Internet-Drafts are draft documents valid for a maximum of six months and may be updated, replaced, or obsoleted by other documents at any time. It is inappropriate to use Internet-Drafts as reference material or to cite them other than as "work in progress."

This Internet-Draft will expire on 21 December 2026.

Table of Contents

1. Introduction

The RPKI relies on digital signatures in resource certificates, CRLs, certification requests, and CMS signed objects such as manifests and Route Origin Authorizations (ROAs). The deployed RPKI algorithm profile is based on RSA with SHA-256. A Cryptographically Relevant Quantum Computer (CRQC) would invalidate the long-term security assumptions of RSA signatures. RPKI therefore needs an algorithm migration path that can be tested before an emergency transition is required.

The design goal of this document is conservative. RPKI already has a well-defined architecture, repository system, validation procedure, and router interface. This document keeps those layers intact. PQC processing is introduced at the Certification Authority (CA), repository, CMS signed object, and Relying Party (RP) validation layers. Routers that consume Validated ROA Payloads (VRPs) through the RPKI-Router Protocol (RTR) or local files are not expected to process PQC signatures directly.

This revision is intended as a SIDROPS starting point. It deliberately separates the protocol profile from the transition timetable and from the implementation evidence. Where this document uses terms such as "candidate" or "evaluation", the text is identifying open engineering questions rather than declaring the final global RPKI migration plan.

2. Requirements Language

The key words "MUST", "MUST NOT", "REQUIRED", "SHALL", "SHALL NOT", "SHOULD", "SHOULD NOT", "RECOMMENDED", "NOT RECOMMENDED", "MAY", and "OPTIONAL" in this document are to be interpreted as described in BCP 14 [BCP14] when, and only when, they appear in all capitals, as shown here.

3. Terminology

This document uses the terminology of the RPKI architecture [RFC6480], the resource certificate profile [RFC6487], the RPKI signed object template [RFC6488], the RPKI algorithm agility procedure [RFC6916], and the RPKI algorithm profile [RFC7935].

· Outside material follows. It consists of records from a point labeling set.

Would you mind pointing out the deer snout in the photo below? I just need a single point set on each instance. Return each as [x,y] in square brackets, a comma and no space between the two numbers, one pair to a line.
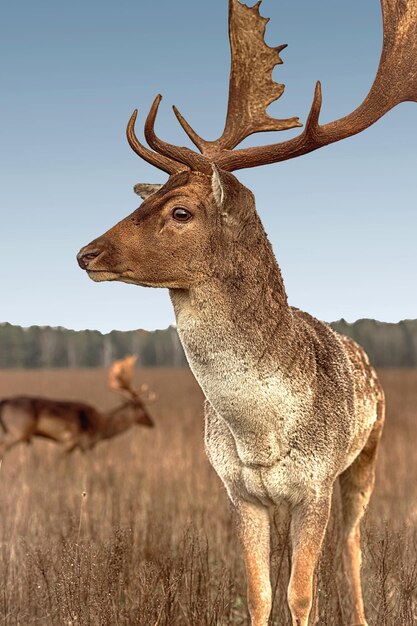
[86,255]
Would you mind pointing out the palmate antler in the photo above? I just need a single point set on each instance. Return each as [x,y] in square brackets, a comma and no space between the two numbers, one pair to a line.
[252,89]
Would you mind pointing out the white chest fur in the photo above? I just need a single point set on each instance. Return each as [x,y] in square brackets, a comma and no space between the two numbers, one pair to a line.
[260,408]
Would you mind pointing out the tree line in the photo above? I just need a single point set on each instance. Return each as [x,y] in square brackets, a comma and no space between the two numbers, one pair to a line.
[388,345]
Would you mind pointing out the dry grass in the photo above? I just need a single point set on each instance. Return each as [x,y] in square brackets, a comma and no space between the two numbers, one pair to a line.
[140,531]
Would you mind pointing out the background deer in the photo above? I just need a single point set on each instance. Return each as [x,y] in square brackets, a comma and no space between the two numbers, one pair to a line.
[290,405]
[75,424]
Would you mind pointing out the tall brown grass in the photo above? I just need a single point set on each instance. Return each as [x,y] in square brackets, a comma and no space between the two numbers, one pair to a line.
[140,532]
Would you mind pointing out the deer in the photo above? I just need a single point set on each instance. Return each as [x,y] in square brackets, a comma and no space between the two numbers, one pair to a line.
[75,424]
[291,407]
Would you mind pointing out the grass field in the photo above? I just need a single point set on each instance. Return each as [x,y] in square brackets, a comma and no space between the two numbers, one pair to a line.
[140,532]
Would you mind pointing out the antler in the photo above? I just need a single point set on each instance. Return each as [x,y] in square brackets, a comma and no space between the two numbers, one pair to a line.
[395,82]
[252,89]
[162,162]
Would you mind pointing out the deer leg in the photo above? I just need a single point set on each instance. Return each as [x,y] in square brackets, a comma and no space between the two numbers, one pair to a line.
[253,526]
[356,485]
[308,525]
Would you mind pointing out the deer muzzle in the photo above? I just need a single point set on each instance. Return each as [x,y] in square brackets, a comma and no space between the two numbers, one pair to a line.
[86,256]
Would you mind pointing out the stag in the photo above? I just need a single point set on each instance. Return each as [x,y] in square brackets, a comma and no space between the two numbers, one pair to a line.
[291,406]
[75,424]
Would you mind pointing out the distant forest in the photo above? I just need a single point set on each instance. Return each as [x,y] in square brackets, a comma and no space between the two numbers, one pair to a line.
[388,345]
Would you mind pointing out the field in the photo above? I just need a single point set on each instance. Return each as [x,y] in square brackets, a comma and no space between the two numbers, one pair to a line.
[140,532]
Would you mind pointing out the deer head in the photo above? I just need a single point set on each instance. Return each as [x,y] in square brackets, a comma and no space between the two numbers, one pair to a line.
[188,230]
[120,380]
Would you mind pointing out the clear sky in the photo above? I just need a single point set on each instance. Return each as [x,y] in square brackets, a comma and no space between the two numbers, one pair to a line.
[343,220]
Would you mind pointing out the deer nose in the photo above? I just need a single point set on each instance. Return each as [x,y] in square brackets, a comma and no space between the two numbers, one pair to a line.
[86,255]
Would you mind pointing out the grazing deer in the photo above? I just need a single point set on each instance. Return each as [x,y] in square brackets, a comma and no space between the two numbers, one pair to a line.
[75,424]
[290,405]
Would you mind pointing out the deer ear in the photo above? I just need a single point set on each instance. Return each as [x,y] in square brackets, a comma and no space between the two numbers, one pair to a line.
[144,190]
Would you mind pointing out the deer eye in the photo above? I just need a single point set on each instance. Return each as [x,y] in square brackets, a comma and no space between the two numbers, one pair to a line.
[181,215]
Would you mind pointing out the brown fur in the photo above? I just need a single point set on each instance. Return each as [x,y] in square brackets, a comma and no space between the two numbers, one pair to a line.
[239,333]
[72,424]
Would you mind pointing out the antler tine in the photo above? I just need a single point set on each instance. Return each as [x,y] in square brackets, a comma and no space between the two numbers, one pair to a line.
[251,87]
[180,154]
[163,163]
[395,82]
[202,144]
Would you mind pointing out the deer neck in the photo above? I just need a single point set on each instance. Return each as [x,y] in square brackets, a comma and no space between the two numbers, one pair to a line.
[236,328]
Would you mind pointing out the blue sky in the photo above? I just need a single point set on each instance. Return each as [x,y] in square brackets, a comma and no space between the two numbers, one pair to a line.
[342,220]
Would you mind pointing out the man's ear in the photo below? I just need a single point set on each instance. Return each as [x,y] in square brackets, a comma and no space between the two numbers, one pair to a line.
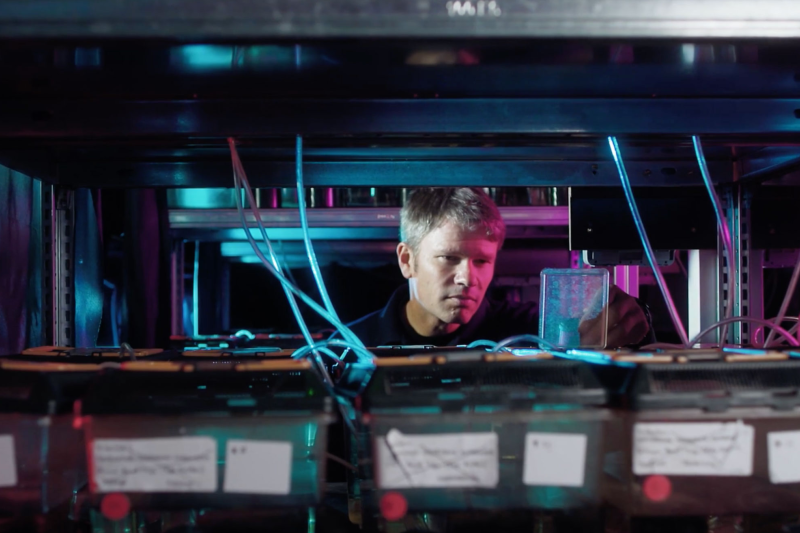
[405,258]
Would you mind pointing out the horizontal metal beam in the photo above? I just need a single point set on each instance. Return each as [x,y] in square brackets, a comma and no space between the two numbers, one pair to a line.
[344,224]
[380,217]
[388,173]
[101,119]
[380,18]
[368,76]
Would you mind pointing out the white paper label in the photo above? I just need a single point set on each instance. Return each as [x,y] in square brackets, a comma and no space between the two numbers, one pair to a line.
[554,459]
[180,464]
[783,454]
[441,460]
[8,462]
[258,467]
[693,449]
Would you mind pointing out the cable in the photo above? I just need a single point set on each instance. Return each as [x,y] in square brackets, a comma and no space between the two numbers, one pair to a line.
[648,249]
[520,338]
[341,461]
[271,268]
[791,330]
[662,345]
[482,342]
[786,299]
[724,231]
[782,332]
[362,353]
[301,203]
[239,181]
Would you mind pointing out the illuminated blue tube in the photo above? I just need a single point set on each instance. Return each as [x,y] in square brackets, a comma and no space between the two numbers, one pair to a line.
[648,249]
[269,265]
[724,232]
[312,256]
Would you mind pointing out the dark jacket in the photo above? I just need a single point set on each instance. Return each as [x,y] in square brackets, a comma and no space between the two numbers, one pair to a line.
[492,321]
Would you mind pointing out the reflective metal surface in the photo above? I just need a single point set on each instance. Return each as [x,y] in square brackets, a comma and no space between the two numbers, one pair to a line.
[361,18]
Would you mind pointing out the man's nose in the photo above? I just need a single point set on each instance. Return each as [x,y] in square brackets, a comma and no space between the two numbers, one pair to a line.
[465,274]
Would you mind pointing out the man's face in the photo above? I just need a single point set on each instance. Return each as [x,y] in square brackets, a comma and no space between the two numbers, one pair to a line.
[450,272]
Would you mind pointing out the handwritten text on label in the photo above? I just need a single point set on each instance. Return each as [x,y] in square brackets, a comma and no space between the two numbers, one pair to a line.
[783,453]
[693,449]
[181,464]
[440,460]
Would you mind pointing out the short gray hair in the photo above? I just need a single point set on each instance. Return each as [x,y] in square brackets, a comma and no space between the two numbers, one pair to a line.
[468,207]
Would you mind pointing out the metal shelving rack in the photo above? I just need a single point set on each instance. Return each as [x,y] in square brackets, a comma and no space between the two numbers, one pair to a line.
[113,94]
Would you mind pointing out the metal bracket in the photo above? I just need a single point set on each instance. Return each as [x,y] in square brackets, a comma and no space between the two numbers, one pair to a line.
[58,216]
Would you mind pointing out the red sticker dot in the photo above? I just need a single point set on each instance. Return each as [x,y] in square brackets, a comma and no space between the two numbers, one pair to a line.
[393,506]
[115,506]
[657,488]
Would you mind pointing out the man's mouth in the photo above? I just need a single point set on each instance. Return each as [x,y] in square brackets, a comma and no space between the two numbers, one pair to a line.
[462,298]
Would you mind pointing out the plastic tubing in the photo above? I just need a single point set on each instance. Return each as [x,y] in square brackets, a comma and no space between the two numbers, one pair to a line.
[239,169]
[782,332]
[722,224]
[286,284]
[312,256]
[276,265]
[520,338]
[360,351]
[648,249]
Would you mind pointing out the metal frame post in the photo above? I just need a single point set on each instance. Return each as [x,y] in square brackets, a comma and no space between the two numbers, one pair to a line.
[747,290]
[626,277]
[705,287]
[176,282]
[58,224]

Current Suite: The algorithm suite currently accepted by an RPKI implementation for production validation. At the time of writing this is RSA-2048/SHA-256 as profiled by RFC 7935.

Next Suite: A candidate algorithm suite that is implemented and tested before it becomes the Current Suite.

PQC Suite: A Next Suite whose signature algorithm is intended to remain secure against a CRQC.

Corresponding Products: RPKI products issued under different algorithm suites that assert the same RPKI semantics. For ROAs, this means the same set of VRPs, modulo local policy and trust anchor selection.

Semantic Equivalence: A property of two validated RPKI outputs in which their routing semantics are identical. For ROA-derived VRPs, the comparison keys are prefix, maxLength, origin AS, and validation source or trust anchor context.

Parallel Publication: A migration technique in which a CA publishes corresponding products under both the Current Suite and the Next Suite for an extended interval.

Composite Signature: A single signature algorithm construction that combines a PQC algorithm and a traditional algorithm at the cryptographic or encoding layer. This document does not require composite signatures for the initial RPKI PQC suite.

4. Scope

This document applies to RPKI resource certificates, CRLs, certification requests, manifests [RFC9286], ROAs [RFC9582], and other CMS signed objects that reuse the RPKI signed object template.

This document does not specify changes to BGPsec path signatures, ASPA, RSC, router certificates, RTR, TAL formats, RRDP [RFC8182], rsync, or the RPKI Certificate Policy. These topics may require companion work after the basic certificate and CMS profile is interoperable.

5. Design Goals

The profile has the following goals.

6. Algorithm Profile

6.1. Current Suite

The Current Suite remains RSA PKCS #1 v1.5 with SHA-256 as specified by RFC 7935 until a separate transition timetable changes production RPKI policy.

6.2. Primary Next Suite

The primary PQC Next Suite candidate defined by this document is ML-DSA-65.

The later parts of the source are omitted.